Sur les autres demandes
Madame [V] [R], qui succombe à l’instance, devra supporter la charge des dépens.
Il n’y a pas lieu de faire application des dispositions de l’article 700 du code de procédure civile, l’accord intervenu entre les parties ne prévoyant pas le versement d’une quelconque somme à ce titre.

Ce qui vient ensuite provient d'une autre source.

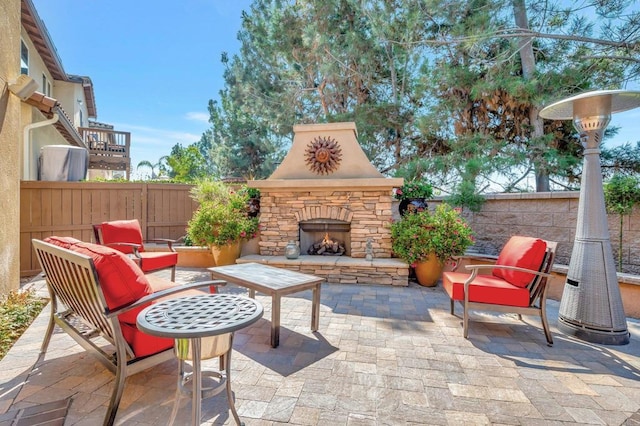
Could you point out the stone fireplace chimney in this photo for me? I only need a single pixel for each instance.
(326, 182)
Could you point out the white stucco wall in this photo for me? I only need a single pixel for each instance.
(10, 160)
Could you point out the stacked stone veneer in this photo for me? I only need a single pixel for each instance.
(368, 211)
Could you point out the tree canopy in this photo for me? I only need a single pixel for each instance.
(448, 90)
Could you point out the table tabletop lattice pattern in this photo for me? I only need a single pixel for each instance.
(201, 315)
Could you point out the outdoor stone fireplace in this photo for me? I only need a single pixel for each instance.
(326, 185)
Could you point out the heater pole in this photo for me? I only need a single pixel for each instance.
(591, 308)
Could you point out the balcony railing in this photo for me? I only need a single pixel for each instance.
(108, 149)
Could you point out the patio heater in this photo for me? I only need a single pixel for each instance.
(591, 307)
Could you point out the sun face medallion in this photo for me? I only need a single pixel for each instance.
(323, 155)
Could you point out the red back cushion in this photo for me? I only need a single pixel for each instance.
(122, 231)
(64, 242)
(121, 280)
(523, 252)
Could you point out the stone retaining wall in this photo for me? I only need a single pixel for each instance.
(548, 215)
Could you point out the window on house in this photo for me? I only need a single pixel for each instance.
(46, 86)
(24, 58)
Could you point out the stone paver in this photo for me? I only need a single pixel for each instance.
(383, 356)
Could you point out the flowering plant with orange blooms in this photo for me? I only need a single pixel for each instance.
(442, 232)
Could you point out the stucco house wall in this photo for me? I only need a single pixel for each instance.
(10, 160)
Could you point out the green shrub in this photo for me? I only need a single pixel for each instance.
(17, 312)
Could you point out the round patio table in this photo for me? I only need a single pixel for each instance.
(194, 318)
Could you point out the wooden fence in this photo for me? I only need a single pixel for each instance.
(70, 208)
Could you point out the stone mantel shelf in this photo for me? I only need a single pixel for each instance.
(325, 261)
(368, 184)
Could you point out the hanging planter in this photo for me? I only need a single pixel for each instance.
(428, 271)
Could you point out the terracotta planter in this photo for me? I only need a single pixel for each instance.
(428, 272)
(194, 256)
(226, 255)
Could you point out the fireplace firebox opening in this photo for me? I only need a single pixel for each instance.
(325, 237)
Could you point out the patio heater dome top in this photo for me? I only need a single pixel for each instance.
(596, 103)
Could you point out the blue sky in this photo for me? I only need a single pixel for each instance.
(156, 64)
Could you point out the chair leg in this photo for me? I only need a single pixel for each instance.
(465, 322)
(118, 388)
(49, 332)
(545, 326)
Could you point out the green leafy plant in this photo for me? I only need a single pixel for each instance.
(621, 193)
(414, 189)
(222, 217)
(17, 312)
(443, 232)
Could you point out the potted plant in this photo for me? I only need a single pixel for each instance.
(221, 221)
(413, 196)
(426, 240)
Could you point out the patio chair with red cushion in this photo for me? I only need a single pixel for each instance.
(516, 283)
(126, 236)
(96, 294)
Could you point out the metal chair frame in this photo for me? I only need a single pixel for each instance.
(75, 292)
(537, 293)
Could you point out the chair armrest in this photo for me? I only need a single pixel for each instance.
(134, 247)
(476, 268)
(160, 294)
(166, 241)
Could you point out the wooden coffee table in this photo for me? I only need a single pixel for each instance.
(275, 282)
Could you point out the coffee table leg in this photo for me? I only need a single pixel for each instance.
(275, 320)
(315, 308)
(227, 369)
(196, 398)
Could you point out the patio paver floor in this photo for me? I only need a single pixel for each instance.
(383, 356)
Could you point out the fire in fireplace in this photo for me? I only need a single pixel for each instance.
(325, 237)
(327, 247)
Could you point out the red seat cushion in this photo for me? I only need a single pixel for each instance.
(121, 280)
(523, 252)
(152, 261)
(485, 289)
(122, 231)
(64, 242)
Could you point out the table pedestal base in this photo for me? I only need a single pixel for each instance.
(196, 390)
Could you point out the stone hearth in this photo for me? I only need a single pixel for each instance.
(327, 177)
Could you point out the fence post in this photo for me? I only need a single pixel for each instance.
(144, 214)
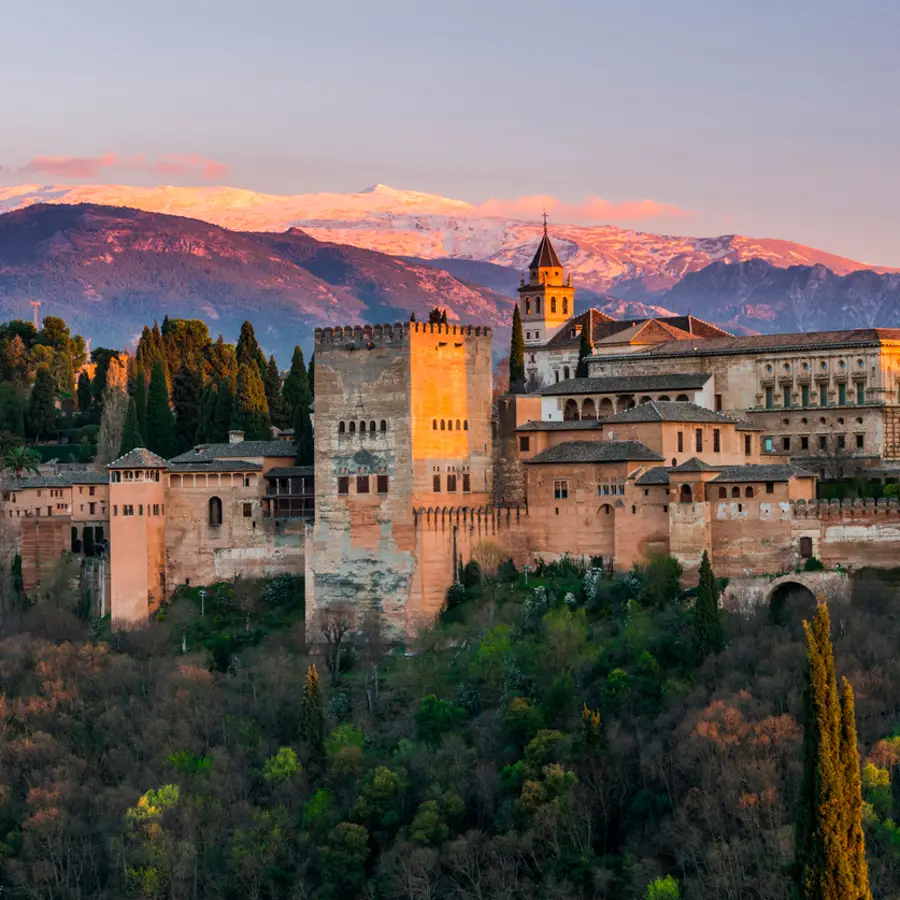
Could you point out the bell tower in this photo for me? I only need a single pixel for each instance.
(547, 300)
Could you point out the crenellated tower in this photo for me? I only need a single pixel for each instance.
(546, 302)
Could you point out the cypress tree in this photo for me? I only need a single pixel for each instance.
(250, 411)
(585, 348)
(517, 354)
(131, 434)
(707, 624)
(161, 437)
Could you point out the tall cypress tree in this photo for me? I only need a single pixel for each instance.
(161, 437)
(707, 624)
(585, 348)
(131, 434)
(250, 411)
(828, 842)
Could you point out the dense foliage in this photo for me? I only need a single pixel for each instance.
(557, 739)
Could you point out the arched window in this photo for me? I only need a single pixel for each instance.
(215, 511)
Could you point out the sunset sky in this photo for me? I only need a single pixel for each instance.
(764, 118)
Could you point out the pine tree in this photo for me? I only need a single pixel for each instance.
(84, 392)
(42, 404)
(131, 434)
(250, 411)
(585, 348)
(828, 841)
(187, 397)
(707, 624)
(312, 716)
(517, 354)
(161, 437)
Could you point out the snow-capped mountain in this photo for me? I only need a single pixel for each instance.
(631, 264)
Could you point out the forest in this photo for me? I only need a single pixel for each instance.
(559, 733)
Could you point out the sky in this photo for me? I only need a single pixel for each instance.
(766, 119)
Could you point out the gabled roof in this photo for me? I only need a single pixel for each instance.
(139, 458)
(669, 411)
(240, 450)
(627, 384)
(596, 452)
(545, 256)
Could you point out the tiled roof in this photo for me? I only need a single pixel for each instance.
(241, 450)
(669, 411)
(595, 452)
(579, 425)
(291, 472)
(216, 465)
(627, 384)
(139, 458)
(774, 472)
(656, 475)
(695, 465)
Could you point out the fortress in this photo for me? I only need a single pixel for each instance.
(682, 440)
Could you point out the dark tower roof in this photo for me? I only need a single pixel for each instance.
(545, 256)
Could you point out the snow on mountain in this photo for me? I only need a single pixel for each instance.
(604, 258)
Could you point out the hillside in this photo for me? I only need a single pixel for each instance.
(107, 271)
(630, 264)
(757, 295)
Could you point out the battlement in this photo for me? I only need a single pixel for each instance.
(358, 337)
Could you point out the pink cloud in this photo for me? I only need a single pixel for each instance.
(591, 209)
(92, 166)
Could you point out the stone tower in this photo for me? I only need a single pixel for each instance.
(547, 300)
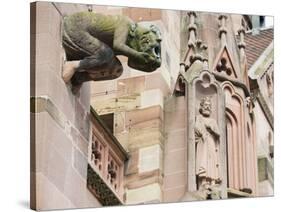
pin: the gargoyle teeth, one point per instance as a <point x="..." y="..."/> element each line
<point x="157" y="51"/>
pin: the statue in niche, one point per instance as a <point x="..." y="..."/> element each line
<point x="207" y="135"/>
<point x="92" y="41"/>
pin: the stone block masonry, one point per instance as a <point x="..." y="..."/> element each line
<point x="60" y="121"/>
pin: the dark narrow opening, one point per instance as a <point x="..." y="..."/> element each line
<point x="108" y="120"/>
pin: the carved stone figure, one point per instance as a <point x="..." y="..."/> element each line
<point x="92" y="41"/>
<point x="207" y="136"/>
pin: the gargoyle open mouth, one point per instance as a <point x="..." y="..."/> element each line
<point x="157" y="51"/>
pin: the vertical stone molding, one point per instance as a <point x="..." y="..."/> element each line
<point x="240" y="146"/>
<point x="222" y="29"/>
<point x="200" y="86"/>
<point x="192" y="28"/>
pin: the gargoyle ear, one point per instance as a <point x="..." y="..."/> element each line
<point x="132" y="31"/>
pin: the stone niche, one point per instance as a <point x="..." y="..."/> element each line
<point x="201" y="87"/>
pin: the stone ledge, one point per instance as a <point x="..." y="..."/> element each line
<point x="233" y="193"/>
<point x="101" y="190"/>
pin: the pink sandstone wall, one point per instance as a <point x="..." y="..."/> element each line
<point x="59" y="120"/>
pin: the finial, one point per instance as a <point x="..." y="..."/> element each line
<point x="192" y="28"/>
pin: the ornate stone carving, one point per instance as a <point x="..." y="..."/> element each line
<point x="207" y="136"/>
<point x="92" y="41"/>
<point x="222" y="29"/>
<point x="99" y="188"/>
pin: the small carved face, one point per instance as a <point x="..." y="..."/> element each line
<point x="146" y="39"/>
<point x="205" y="107"/>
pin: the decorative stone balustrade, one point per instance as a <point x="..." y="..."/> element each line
<point x="106" y="159"/>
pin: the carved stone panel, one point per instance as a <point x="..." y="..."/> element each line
<point x="206" y="137"/>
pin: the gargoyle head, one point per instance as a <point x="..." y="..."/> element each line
<point x="145" y="37"/>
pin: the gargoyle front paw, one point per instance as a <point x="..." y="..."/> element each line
<point x="69" y="69"/>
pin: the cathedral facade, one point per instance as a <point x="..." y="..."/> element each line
<point x="199" y="127"/>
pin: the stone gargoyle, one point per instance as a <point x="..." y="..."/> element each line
<point x="92" y="42"/>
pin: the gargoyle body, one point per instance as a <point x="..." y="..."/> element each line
<point x="92" y="41"/>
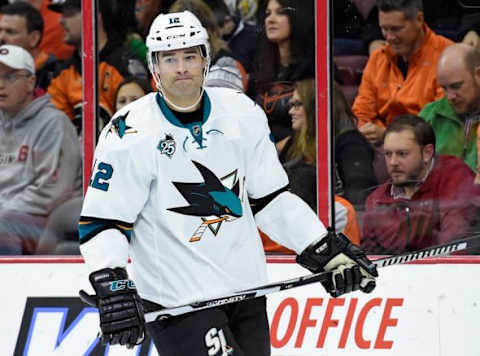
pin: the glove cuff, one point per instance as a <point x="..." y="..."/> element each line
<point x="316" y="256"/>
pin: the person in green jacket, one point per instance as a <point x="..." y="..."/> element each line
<point x="455" y="117"/>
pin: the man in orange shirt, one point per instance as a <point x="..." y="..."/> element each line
<point x="22" y="25"/>
<point x="400" y="77"/>
<point x="115" y="63"/>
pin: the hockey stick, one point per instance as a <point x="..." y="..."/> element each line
<point x="434" y="251"/>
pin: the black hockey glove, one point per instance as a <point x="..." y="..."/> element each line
<point x="120" y="308"/>
<point x="351" y="269"/>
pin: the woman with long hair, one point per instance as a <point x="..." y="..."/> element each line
<point x="286" y="54"/>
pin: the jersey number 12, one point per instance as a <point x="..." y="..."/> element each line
<point x="103" y="173"/>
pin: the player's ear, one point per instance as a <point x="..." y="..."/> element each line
<point x="428" y="151"/>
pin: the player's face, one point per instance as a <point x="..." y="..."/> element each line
<point x="402" y="34"/>
<point x="71" y="21"/>
<point x="128" y="93"/>
<point x="277" y="23"/>
<point x="13" y="30"/>
<point x="461" y="87"/>
<point x="406" y="160"/>
<point x="181" y="74"/>
<point x="297" y="112"/>
<point x="16" y="87"/>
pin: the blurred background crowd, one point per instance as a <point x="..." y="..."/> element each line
<point x="405" y="109"/>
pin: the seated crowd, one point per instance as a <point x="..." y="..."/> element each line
<point x="405" y="114"/>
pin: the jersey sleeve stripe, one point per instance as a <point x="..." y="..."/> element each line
<point x="259" y="203"/>
<point x="89" y="227"/>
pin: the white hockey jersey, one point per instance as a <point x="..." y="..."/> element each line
<point x="180" y="194"/>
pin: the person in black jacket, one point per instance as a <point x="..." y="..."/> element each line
<point x="354" y="156"/>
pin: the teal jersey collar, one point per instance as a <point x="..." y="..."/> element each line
<point x="195" y="128"/>
<point x="170" y="116"/>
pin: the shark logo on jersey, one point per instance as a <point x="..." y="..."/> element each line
<point x="120" y="127"/>
<point x="167" y="146"/>
<point x="210" y="200"/>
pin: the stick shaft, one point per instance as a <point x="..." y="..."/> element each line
<point x="435" y="251"/>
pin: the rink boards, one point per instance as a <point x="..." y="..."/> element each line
<point x="426" y="309"/>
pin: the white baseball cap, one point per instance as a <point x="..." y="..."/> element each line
<point x="17" y="58"/>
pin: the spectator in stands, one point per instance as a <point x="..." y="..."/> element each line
<point x="247" y="9"/>
<point x="21" y="24"/>
<point x="354" y="156"/>
<point x="115" y="61"/>
<point x="130" y="90"/>
<point x="52" y="39"/>
<point x="39" y="154"/>
<point x="400" y="77"/>
<point x="286" y="55"/>
<point x="456" y="116"/>
<point x="299" y="158"/>
<point x="241" y="37"/>
<point x="428" y="199"/>
<point x="225" y="71"/>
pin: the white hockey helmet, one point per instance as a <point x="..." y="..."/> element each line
<point x="173" y="31"/>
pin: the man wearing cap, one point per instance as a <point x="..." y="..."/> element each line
<point x="40" y="159"/>
<point x="115" y="61"/>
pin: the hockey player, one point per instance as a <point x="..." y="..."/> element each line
<point x="182" y="178"/>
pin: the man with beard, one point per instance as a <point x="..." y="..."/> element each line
<point x="428" y="200"/>
<point x="455" y="117"/>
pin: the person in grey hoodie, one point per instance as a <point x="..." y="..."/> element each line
<point x="40" y="157"/>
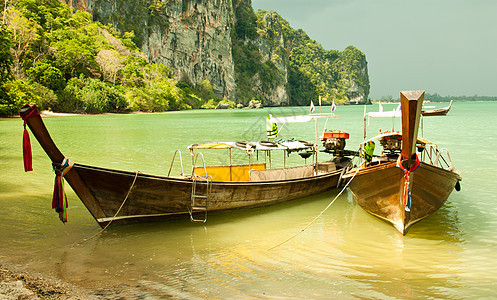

Par ailleurs, la présente décision est de droit exécutoire à titre provisoire en application de l’article 514 du Code de Procédure Civile.
PAR CES MOTIFS,
Le juge des contentieux de la protection, statuant publiquement par jugement réputé contradictoire en premier ressort, rendu par mise à disposition au greffe,
CONSTATE la résiliation du bail conclu le 20 décembre 2023 entre Madame [V] [R] et la SA AUVERGNE HABITAT à compter du 1er octobre 2025,
SUSPEND les effets de la clause résolutoire,
CONDAMNE Madame [V] [R] à payer à la SA AUVERGNE HABITAT la somme de 4161.13 euros (quatre mille soixante-et-un euros et treize centimes) à valoir sur l’arriéré locatif arrêté au mois de mars 2026, comprenant les loyers et charges jusqu’à l’échéance du mois de février 2026 incluse, outre intérêts au taux légal à compter du présent jugement,
AUTORISE Madame [V] [R] à s’acquitter de cette somme par 35 versements mensuels de 100 euros (cent euros) chacun, le solde étant payable avec la 36ème et dernière échéance,
DIT que chaque paiement devra intervenir au plus tard avant le 15ème jour de chaque mois et pour la première fois le mois suivant la signification du présent jugement,
DIT que chaque échéance du loyer courant devra également être payée à son terme contractuellement convenu et au plus tard en même temps que la fraction d’arriéré reporté, soit au quantième du mois précisé au paragraphe précédent,
DIT qu’après règlement de la somme de 4161.13 euros, dans les délais et conditions ci-dessus rappelés, la clause de résiliation de plein droit sera réputée ne pas avoir joué et les relations entre les parties reprendront selon les stipulations du bail,
DIT qu’en cas de non paiement d’une seule mensualité ou d’un terme de loyer courant à son exacte échéance, la résiliation du bail reprendra ses effets à compter du 1er octobre 2025 et Madame [V] [R] sera déchue du bénéfice des délais de paiement accordés par la présente décision, la totalité de l’arriéré locatif restant du redevenant immédiatement exigible,
ORDONNE, en ce cas, faute de départ volontaire incluant la restitution des clefs, l’expulsion de Madame [V] [R] ainsi que tout occupant de son chef, du local sis Route de Durtol, Le Rivaly, bâtiment n°3, appartement n°313, 63830 DURTOL, si besoin est avec l’assistance de la force publique et d’un serrurier, dans les formes et délais prévus par les articles L. 431-1 et suivants et R. 411-1 et suivants du code des procédures civiles d’exécution, et conformément à l’article L. 433-1 du même code, à procéder à l’enlèvement de tous les biens mobiliers garnissant les lieux loués et à les faire entreposer dans tel local de son choix aux frais et périls des parties expulsées,
FIXE, en ce cas, l’indemnité d’occupation sans droit ni titre due par Madame [V] [R] à la somme mensuelle de 600 euros (six cent euros) à compter de la résiliation du bail et au besoin la CONDAMNE à verser à la SA AUVERGNE HABITAT ladite indemnité mensuelle à compter du mois de mars 2026 et jusqu’à complète libération des lieux, sous déduction des versements intervenus depuis,
CONDAMNE Madame [V] [R] aux dépens comprenant le coût de l’assignation, du commandement de payer et celui de la notification de l’assignation au représentant de l’Etat dans le département,
DIT n’y avoir lieu à application des dispositions de l’article 700 du code de procédure civile,
RAPPELLE que la présente décision est de droit exécutoire à titre provisoire,
Ainsi fait, jugé et mis à disposition au greffe de la juridiction aux jour, mois et année susdits. En foi de quoi le jugement a été signé par le Juge des Contentieux de la Protection et le greffier.